Backup and restore for the Data Lake

You can backup and restore the metadata maintained in the Data Lake services. The backup and restore operation creates a comprehensive backup that improves the likelihood of data in the backup to be synchronized across all the services running in the Data Lake.

Required role: EnvironmentAdmin

Use the Data Lake backup and restore:
  • in preparation for a Data Lake upgrade.
  • for archiving Data Lake content for later reference.
  • to promote Data Lake content from test to production.

There will be a downtime when a Data Lake backup is performed, as some Data Lake services will be stopped. Additionally, access to the HMS/Ranger databases will be blocked for the duration of the backup.

Note that a Data Lake Backup includes metadata about your cluster workloads and does not include the data itself.

Important: Data lake backup/restore operations should be performed in quiescent mode. Cloudera recommends that you do not allow any updates to the metadata in the time frame between performing a backup and using the backup to restore a Data Lake. Especially in the case of HMS, updates after the backup is performed will cause inconsistency between the HMS metadata and the data.

At this time, you can trigger a Data Lake backup through a CDP command-line operation from any host with connectivity to the Data Lake.

What's backed up?

The backup operation saves a full snapshot of data from all SDX services:

  • Atlas:
    • Audit events, saved in HBase tables
    • Lineage data, saved as Janus graph data in HBase tables
    • Edge, vertex, and full text indexes, saved in Solr collections
  • Ranger:
    • Audit logs, saved as a Solr collection
    • Permissions and tags, saved in RDBMS tables
  • HMS Metadata, saved in RDBMS tables

How do I keep the backup secure?

The backup files are stored on AWS S3 or ADLS with encryption enabled.

To ensure that your backup content is secure, set the policies for accessing the bucket or container location such that the user running the backup can write to the location but not read or decrypt the individual files. The restore user need not have access to the backup location: the service account instance profile for the Data Lake will perform the actual read operation.

How often should backups run?

You can run backups as part of these events:

  • Upgrades: a backup can be performed before performing an upgrade. This backup can be used to restore the existing environment or create a new environment in case the upgrade fails in a manner that requires you to re-build the original environment.
  • Moving the Data Lake metadata (Atlas lineages, Ranger policies and audit information, and HMS metadata) from one environment to another.

When backups are taken, there is downtime for principal services (see "Principal services" below) due to the requirement to shut down HMS service on any attached Data Hubs.

Data Lake Restore vs Repair

Data Lake repair replaces the compute resources and reconnects them to the persistent Data Lake storage.
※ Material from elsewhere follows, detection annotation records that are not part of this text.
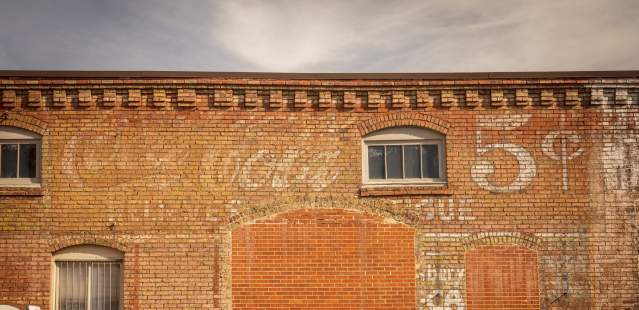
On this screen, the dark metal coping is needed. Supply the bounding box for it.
[0,70,639,80]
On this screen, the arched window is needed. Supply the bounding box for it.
[362,127,446,186]
[53,245,124,310]
[0,126,42,186]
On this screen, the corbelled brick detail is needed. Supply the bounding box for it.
[214,89,233,107]
[53,90,67,108]
[78,89,95,107]
[244,89,260,109]
[126,89,142,107]
[153,89,169,107]
[2,90,17,108]
[102,89,117,107]
[441,89,458,107]
[319,91,333,109]
[268,90,282,109]
[178,88,196,107]
[27,90,43,108]
[541,89,557,106]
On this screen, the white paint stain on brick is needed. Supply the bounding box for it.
[471,114,537,193]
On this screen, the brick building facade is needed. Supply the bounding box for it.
[0,71,639,310]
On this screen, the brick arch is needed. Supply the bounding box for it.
[215,194,421,309]
[49,235,129,253]
[0,112,47,136]
[462,232,540,250]
[464,232,541,310]
[231,208,416,309]
[226,196,418,231]
[357,112,450,136]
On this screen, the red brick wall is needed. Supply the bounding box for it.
[465,245,539,310]
[232,209,415,309]
[0,78,639,310]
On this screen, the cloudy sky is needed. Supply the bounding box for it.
[0,0,639,72]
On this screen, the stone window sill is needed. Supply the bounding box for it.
[359,184,453,197]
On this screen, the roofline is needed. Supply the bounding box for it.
[0,70,639,80]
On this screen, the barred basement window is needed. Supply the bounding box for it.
[53,245,123,310]
[362,127,446,185]
[0,126,41,186]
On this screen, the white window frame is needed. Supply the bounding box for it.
[51,245,124,310]
[0,126,42,187]
[362,126,447,187]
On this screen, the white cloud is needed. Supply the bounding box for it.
[0,0,639,72]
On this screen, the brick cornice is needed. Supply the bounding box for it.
[0,77,639,111]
Data Lake restore replaces the existing Data Lake content with content from a Data Lake backup.

Principal services

The following principal services affect backup and restore operations::
  • On the Data Lake:
    • Atlas
    • Ranger
    • HMS
  • HMS Services on any attached Data Hub.
They cannot run during a backup or restore operation.

Dependent services

Backup and restore operations are dependent on the following services:
  • HBase
  • Solr
  • ZooKeeper
  • Databases services (e.g. Postgres)
They must be running during a backup or restore operation.

Other considerations

Do not stop or restart Data Lake services in Cloudera Manager if you are planning on running backup or restore operations. If you stop or restart Data Lake services from Cloudera Manager, such as restarting all services, or restarting the HBase or Solr services, Data Lake backup and restore operations from the CLI will be allowed to go forward, but may fail.

You must stop all Data Hubs attached to a Data Lake before performing backup and restore operations. A running data hub will prevent restore for functioning, and may result in inconsistent data in a backup.

What's supported?

Support for AWS Runtime 7.2.1 and above
Support for Azure Runtimes 7.2.2 and above

Support for Backup and restore across Data Lakes with different shapes

For example, a backup taken on a light duty Data Lake can be used to restore a medium duty Data Lake.

Runtimes 7.2.8 and above

Support for Runtimes 7.1.0 and 7.2.0

Data Lake backup only writes to HDFS on the Data Lake. The backup should be moved to and from cloud storage using the provided procedures. Contact Cloudera Support for more information.

What's not supported?

Backup and restore across different cloud providers is not supported

Example: Restoring a backup of an AWS Data Lake to an Azure Data Lake, or an Azure Data Lake to an AWS Data Lake is not supported.

Recovery for individual settings or pieces of metadata. Example: Recovering just the Hive SQL Ranger policies from a given backup, or recovering just the HMS metadata of a particular database.
Point in Time Recovery of data synced with metadata A restore will only recover HMS metadata and will apply that to the existing data used by the Data Hubs of the environment. This means that HMS metadata may not be in sync with the data.
Restoring a backup taken from a different version of CDP Runtime

Example: Restoring a backup taken from Cloudera Runtime 7.2.1 to a Data Lake with Cloudera Runtime 7.2.2 is not supported.

Backup and restore to GCP cloud storage

Limitations in the backup and restore system

  • With Cloudera Runtime 7.2.1, the initial backup on AWS may be written to an S3 bucket. All subsequent backups must be written to the same bucket as the initial backup. This limitation does not exist for later runtime versions.